Re: Simple string conversion from UCS2 to ISO8859-1

Liste des GroupesRevenir à cl c 
Sujet : Re: Simple string conversion from UCS2 to ISO8859-1
De : pozzugno (at) *nospam* gmail.com (pozz)
Groupes : comp.lang.c
Date : 21. Feb 2025, 15:53:02
Autres entêtes
Organisation : A noiseless patient Spider
Message-ID : <vpa40d$3a0k4$6@dont-email.me>
References : 1 2
User-Agent : Mozilla Thunderbird
Il 21/02/2025 15:23, David Brown ha scritto:
On 21/02/2025 12:40, pozz wrote:
I want to write a simple function that converts UCS2 string into ISO8859-1:
>
void ucs2_to_iso8859p1(char *ucs2, size_t size);
>
ucs2 is a string of type "00480065006C006C006F" for "Hello". I'm passing size because ucs2 isn't null terminated.
>
I know I can use iconv() feature, but I'm on an embedded platform without an OS and without iconv() function.
>
It is trivial to convert "0000"-"007F" chars: it's a simple cast from unsigned int to char.
>
It isn't so simple to convert higher codes. For example, the small e with grave "00E8" can be converted to 0xE8 in ISO8859-1, so it's trivial again. But I saw the code "2019" (apostrophe) that can be rendered as 0x27 in ISO8859-1.
>
Is there a simplified mapping table that can be written with if/switch?
>
if (code < 0x80) {
   *dst++ = (char)code;
} else {
   switch (code) {
     case 0x2019: *dst++ = 0x27; break;  // Apostrophe
     case 0x...: *dst++ = ...; break;
     default: *ds++ = ' ';
   }
}
>
I'm not searching a very detailed and correct mapping, but just a "sufficient" implementation.
>
>
 <https://en.wikipedia.org/wiki/Plane_(Unicode)#Basic_Multilingual_Plane>
 As has been mentioned by others, 0 - 0xff should be a direct translation (with the possible exception of Latin-9 differences).

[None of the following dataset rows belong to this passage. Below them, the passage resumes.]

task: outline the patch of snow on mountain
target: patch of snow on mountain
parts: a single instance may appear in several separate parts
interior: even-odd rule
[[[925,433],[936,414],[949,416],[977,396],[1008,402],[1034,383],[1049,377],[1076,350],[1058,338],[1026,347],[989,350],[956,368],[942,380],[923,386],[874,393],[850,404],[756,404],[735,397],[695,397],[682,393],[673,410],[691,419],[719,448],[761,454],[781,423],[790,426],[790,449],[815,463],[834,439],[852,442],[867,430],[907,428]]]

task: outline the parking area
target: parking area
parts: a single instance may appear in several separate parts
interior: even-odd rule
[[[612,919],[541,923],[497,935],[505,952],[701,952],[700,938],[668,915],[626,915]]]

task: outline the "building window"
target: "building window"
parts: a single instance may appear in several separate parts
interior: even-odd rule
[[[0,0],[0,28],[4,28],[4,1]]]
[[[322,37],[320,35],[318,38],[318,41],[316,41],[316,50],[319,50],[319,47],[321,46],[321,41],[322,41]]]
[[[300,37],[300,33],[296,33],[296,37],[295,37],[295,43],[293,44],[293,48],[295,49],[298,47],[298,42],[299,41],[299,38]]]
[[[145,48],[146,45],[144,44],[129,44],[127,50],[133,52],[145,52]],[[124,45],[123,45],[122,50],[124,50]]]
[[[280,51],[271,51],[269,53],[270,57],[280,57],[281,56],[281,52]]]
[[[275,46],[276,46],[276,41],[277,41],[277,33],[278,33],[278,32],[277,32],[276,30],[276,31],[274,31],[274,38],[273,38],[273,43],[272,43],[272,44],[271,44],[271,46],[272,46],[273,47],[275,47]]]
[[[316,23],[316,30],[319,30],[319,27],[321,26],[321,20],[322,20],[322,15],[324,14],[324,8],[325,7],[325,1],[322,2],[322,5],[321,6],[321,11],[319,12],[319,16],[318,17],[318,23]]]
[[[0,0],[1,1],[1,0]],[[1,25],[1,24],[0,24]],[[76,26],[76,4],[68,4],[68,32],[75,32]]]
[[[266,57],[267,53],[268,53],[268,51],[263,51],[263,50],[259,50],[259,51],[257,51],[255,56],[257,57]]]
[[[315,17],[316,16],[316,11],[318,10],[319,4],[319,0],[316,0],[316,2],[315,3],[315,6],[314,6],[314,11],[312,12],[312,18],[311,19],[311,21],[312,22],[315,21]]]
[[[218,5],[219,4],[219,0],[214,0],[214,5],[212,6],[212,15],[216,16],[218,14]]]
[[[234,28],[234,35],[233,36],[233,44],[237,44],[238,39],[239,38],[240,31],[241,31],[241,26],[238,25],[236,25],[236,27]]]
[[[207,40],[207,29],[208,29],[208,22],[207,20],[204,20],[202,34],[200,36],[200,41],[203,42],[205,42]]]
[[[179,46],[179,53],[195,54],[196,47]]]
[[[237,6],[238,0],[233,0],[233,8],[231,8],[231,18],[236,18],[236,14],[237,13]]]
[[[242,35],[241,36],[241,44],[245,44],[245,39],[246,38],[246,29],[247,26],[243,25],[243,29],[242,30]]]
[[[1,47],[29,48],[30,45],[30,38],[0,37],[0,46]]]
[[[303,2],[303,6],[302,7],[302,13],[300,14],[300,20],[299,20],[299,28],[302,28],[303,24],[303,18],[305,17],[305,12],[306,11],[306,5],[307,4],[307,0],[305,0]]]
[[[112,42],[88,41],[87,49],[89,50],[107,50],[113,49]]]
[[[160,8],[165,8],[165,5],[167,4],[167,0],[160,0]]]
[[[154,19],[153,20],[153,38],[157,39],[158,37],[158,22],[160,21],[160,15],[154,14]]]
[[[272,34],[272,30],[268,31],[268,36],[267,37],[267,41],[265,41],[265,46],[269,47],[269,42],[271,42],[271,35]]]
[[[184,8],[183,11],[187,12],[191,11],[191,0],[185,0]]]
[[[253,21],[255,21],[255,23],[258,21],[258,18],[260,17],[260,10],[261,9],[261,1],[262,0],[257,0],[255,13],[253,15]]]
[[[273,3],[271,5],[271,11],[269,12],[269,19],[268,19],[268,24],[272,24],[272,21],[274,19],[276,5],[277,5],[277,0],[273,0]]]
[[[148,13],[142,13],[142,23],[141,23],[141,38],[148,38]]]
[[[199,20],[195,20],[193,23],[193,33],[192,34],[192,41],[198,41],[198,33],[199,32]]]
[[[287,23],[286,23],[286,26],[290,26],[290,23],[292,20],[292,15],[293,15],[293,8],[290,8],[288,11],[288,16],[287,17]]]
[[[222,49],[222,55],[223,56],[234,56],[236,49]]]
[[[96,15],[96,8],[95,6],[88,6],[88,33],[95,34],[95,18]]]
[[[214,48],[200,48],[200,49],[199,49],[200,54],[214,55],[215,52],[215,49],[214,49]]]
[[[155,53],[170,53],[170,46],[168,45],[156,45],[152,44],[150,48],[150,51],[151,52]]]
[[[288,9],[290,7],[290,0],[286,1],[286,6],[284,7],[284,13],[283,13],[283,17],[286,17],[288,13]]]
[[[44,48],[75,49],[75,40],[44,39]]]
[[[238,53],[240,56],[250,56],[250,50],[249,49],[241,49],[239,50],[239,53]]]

 <https://en.wikipedia.org/wiki/ISO/IEC_8859-15>
  When you look that BMP blocks above the first two blocks (0 - 0x7f, 0x80 - 0xff), you will quickly see that virtually none of them make any sense to support in the way you are thinking.  Just because a couple of the characters in the Thaana block look a bit like quotation marks, does not mean it makes any sense to try to transliterate them.  Realistically, you can at most make use of a few punctuation symbols (like 0x2019 above), and maybe approximate forms for some extended Latin alphabet characters that you will never see in practice.  Oh, and you might be able to support those spam emails that use Greek and other letters that look like Latin letters such as "ՏΡ𐊠Ꮇ" to fool filters.  And that's assuming you have output support for the full Latin-1 or Latin-9 range.
  Unicode is rarely much use unless you want and can provide good support for non-Latin alphabets.  Otherwise your translations are going to be so limited and simple that they are barely worth the effort and won't cover anything useful.
  So here I would say that whoever provides the text, provides it in Latin-9 encoding.  There's no point in allowing external translators to use whatever characters they feel is best in their language, and then your code makes some kind of odd approximation giving results that look different.  If someone really wants to use the letter "ā" that is found in the Latin Extended A block, how do /you/ know whether the best Latin-9 match is "a", "ã", "ä", or something different like "aa" or an alternative spelling of the word?  Maybe the rules are different for Latvian and Anglicised Mandarin.
  When we have worked with multiple languages on small embedded systems (too small for big fonts and UTF-8), we have used one of three techniques :
 1. Insist that the external translators provide strings in Latin-9 only (or even just ASCII when the system was more restricted).
 2. Use primarily ASCII, with a few user-defined characters per language (that's useful for old-style character displays with space for perhaps 8 user-defined characters).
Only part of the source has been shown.